Маша встала и подошла к стенке с книгами. Она смотрела на фотографию Руфиных родителей в молодости, ту самую, что когда-то при первом визите к Береговым привлекла внимание Саши. Мебель и обстановка комнаты не сильно изменились с того времени. Саша вспомнил себя в тот вечер, когда вся его жизнь начала поворачиваться в новое русло.

- Скажи, Саш, - заговорила Маша, - а как ты относишься к тому, что Петру Андреевичу пришлось столько лет прожить в одиночестве после ухода Лии?

- Ему было нелегко, - ответил Саша. - Тогда ещё, когда я переступил этот порог, на его попечении были четверо детей, только лишь год прошёл с момента смерти Лии Францевны.
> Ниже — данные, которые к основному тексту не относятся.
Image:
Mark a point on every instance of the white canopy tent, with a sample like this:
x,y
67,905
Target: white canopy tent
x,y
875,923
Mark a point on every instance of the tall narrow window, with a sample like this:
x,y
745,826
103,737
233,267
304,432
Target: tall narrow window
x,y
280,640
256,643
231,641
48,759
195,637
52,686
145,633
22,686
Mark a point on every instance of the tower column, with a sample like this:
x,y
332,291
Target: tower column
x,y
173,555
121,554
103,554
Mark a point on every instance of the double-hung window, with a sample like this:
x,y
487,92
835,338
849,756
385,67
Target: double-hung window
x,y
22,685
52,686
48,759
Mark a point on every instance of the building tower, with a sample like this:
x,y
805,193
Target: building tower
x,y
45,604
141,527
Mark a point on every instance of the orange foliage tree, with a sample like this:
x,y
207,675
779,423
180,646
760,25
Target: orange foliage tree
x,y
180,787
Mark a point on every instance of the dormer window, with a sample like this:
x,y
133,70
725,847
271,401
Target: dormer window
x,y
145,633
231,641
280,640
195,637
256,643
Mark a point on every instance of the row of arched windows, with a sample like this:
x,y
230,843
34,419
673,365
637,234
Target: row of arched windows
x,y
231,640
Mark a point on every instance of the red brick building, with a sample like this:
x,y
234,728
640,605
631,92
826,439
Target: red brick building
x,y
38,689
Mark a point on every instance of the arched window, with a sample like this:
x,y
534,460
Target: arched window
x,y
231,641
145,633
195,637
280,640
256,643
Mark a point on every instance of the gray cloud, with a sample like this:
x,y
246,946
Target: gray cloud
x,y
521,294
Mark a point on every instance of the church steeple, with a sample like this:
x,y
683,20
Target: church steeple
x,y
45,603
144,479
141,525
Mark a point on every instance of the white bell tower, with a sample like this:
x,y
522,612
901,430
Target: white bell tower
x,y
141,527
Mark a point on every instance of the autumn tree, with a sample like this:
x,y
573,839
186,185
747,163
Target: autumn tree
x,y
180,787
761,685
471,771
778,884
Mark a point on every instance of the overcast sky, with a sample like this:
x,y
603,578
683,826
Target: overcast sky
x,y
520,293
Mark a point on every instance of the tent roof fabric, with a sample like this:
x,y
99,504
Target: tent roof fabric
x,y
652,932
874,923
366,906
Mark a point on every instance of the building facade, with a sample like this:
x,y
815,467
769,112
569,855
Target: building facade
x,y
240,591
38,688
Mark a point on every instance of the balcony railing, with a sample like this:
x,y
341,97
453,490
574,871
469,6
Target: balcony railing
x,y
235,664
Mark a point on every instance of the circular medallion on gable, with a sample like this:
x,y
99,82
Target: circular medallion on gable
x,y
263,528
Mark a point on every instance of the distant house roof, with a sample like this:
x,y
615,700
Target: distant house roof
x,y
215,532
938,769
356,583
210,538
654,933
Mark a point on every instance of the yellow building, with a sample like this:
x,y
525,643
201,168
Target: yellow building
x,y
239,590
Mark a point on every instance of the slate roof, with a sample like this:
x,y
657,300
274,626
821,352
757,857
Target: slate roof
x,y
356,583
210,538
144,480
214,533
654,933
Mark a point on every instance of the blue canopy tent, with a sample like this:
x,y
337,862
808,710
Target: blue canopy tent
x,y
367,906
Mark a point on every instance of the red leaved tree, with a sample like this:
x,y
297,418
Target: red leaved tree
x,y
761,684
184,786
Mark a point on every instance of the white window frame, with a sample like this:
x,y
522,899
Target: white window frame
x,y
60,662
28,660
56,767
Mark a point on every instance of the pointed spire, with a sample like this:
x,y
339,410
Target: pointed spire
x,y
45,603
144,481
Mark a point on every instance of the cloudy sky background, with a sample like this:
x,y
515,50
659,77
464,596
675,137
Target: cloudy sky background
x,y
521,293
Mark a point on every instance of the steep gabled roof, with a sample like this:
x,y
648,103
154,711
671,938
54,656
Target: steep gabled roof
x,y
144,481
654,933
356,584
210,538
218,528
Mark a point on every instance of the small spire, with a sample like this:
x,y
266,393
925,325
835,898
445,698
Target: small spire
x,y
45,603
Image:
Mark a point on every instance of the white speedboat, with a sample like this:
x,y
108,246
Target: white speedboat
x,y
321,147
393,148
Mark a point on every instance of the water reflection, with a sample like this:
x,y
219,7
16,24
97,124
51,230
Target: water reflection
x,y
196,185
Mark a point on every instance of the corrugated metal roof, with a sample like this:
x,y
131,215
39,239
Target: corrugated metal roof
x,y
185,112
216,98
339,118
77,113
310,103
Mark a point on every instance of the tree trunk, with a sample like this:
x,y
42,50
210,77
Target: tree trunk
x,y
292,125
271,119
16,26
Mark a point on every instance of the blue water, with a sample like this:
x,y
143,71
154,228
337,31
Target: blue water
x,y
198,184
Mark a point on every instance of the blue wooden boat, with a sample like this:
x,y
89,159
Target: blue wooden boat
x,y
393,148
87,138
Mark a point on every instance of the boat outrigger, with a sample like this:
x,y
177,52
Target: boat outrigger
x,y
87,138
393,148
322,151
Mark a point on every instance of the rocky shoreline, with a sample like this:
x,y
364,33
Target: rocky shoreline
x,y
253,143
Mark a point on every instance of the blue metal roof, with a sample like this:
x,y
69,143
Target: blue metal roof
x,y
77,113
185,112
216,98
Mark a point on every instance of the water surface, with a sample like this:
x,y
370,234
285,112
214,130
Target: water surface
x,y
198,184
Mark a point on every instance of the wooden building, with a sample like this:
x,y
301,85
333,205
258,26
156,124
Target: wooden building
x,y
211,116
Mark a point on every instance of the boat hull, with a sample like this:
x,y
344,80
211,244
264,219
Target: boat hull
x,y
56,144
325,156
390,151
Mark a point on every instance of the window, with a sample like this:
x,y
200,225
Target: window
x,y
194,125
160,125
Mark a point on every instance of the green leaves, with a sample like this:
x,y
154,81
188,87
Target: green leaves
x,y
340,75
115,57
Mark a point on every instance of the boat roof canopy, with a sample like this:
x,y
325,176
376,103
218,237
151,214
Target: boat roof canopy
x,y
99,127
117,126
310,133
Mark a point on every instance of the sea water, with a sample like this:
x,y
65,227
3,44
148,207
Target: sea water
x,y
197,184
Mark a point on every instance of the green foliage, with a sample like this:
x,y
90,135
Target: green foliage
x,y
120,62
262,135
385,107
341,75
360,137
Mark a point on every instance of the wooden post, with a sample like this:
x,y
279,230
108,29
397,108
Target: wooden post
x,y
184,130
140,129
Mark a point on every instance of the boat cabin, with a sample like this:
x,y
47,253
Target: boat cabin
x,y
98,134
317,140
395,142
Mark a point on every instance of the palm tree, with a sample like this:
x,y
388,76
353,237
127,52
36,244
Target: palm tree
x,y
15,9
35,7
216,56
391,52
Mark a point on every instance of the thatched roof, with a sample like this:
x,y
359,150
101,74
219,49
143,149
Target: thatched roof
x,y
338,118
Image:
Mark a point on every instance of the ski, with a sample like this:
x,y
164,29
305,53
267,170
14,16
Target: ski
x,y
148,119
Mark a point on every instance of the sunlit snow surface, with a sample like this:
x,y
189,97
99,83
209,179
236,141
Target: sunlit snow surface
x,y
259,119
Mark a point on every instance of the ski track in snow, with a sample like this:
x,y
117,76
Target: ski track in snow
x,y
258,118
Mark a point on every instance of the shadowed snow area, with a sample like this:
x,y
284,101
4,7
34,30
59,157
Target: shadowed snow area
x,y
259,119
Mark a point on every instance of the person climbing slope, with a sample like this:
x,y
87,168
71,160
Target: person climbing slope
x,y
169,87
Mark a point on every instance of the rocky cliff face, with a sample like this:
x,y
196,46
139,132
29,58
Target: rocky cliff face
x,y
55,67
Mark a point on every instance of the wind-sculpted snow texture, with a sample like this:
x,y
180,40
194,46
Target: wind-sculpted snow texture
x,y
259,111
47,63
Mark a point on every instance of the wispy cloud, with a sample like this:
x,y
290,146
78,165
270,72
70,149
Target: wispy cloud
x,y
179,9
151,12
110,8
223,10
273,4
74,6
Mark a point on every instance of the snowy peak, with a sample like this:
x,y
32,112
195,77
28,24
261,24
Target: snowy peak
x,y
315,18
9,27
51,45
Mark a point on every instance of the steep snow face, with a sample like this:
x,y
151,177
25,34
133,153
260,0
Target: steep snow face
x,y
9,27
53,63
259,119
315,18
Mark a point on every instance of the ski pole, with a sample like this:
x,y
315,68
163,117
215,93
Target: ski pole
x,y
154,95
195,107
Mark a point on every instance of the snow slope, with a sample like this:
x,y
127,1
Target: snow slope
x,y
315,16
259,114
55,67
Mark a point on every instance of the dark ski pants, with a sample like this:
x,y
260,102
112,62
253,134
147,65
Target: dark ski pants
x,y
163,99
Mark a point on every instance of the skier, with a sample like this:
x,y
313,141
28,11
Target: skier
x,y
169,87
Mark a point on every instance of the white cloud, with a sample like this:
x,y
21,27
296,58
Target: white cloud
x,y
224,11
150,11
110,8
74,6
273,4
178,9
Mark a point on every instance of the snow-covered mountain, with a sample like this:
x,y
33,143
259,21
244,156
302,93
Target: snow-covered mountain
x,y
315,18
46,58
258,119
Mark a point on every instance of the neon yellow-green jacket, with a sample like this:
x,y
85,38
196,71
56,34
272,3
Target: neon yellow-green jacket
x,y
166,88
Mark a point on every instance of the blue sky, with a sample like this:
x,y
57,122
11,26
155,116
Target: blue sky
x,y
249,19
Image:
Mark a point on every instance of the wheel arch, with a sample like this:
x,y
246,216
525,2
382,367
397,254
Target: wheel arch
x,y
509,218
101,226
Он работал в одной фирме и братья из церкви назначили ему небольшое жалование. Но всё равно это было его бременем. Это тоже стало для меня примером веры и любви.

- А сейчас в церкви проходят молодёжные встречи? - неожиданно сменила тему Маша.

- Завтра, - сказал Саша. - Прямо в доме молитвы в семь. Хотите туда сходить? Посмотреть на сегодняшнюю молодёжь?

- Можно. Поколения меняются. Спасибо тебе, Саш, за ответы. Может быть, ещё получится нам с тобой поговорить. Главное, не забыть взять у тебя историю общины в письменном виде, чтобы можно было отредактировать её и приложить к общему материалу. Поделишься с нами?

- Конечно.

Ближе к вечеру трое старших братьев и с ними Маша куда-то ушли и не возвращались три часа. Даня тоже решил посетить своего приятеля по школе. Для Саши и Руфи наступила небольшая передышка. Сын Петя сидел за ноутбуком, а младший Богдан ковырялся в игрушках. Саша и Руфь ушли на кухню и подогрели чайник.

- Навалилась на тебя забота, - сказал Саша жене.

- Чуть-чуть, - ответила она. - Слава Богу, сейчас не так мутит. Так то, я рада, что они приехали. Дядю Веню давненько не видела. И Даню. Он такой возмужавший стал. Я ведь его всегда за малолетку считала. А сейчас он прямо взрослый становится. Работает в мастерской, рассуждает по-деловому. Так, смотри, и женится на ком-нибудь.

- Я тоже рад Даню видеть, - сказал Саша. - Я с Максимом как-то не так общий язык находил. А Даня вообще мне друганом был. Я знаешь, что вспомнил?

- Нет.

- Помнишь, когда я на день рождения к тебе пришёл, - Саша улыбнулся, - меня рядом с Максимом посадили. А Даня тогда ещё совсем подростком был. Потом, когда я тебя поздравил и вернулся на место, Даня мне руку под столом протянул и второй рукой показал, мол, молодец, зацепил сеструху.

Они вместе рассмеялись, вспоминая те дни, когда только лишь происходило их сближение между собой и приближение к Богу. По сути, тогда вся семья Береговых приняла Сашу как родного. И когда дело подходило к свадьбе, они уже просто узаконили своё родство между собой.

- Как тебе эта сестра Маша? - спросила Руфь.

- Нормально, - сказал Саша. - Только мне бросилась в глаза одна странность.

- Какая?

- Она задаёт вопросы, - Саша посмотрел на Руфь, - но ничего никуда не записывает. Я посмотрел на то, что она называет оборудованием, так там просто камера, микрофон и обычный ноутбук. Дело, конечно, её. Но я представлял себе, что это будет какая-то запись и потом корректировка и монтаж.

- Может, ей просто захотелось побывать в родных краях?

- Скорее всего.

Иван.

На второй день Пётр и Вениамин решили исполнить одно своё общее желание – посетить соседа семьи Янцен в давние времена, который и теперь ещё жил там. Ванька, юношеский приятель братьев Янценов и Лии, с которым она общалась и изучала, как водить мототехнику. Именно у ворот дома родителей Вани встретились первый раз Пётр и Лия. До улицы Суворова доехали на микроавтобусе, Вениамин остановился напротив домика, где прошло его детство.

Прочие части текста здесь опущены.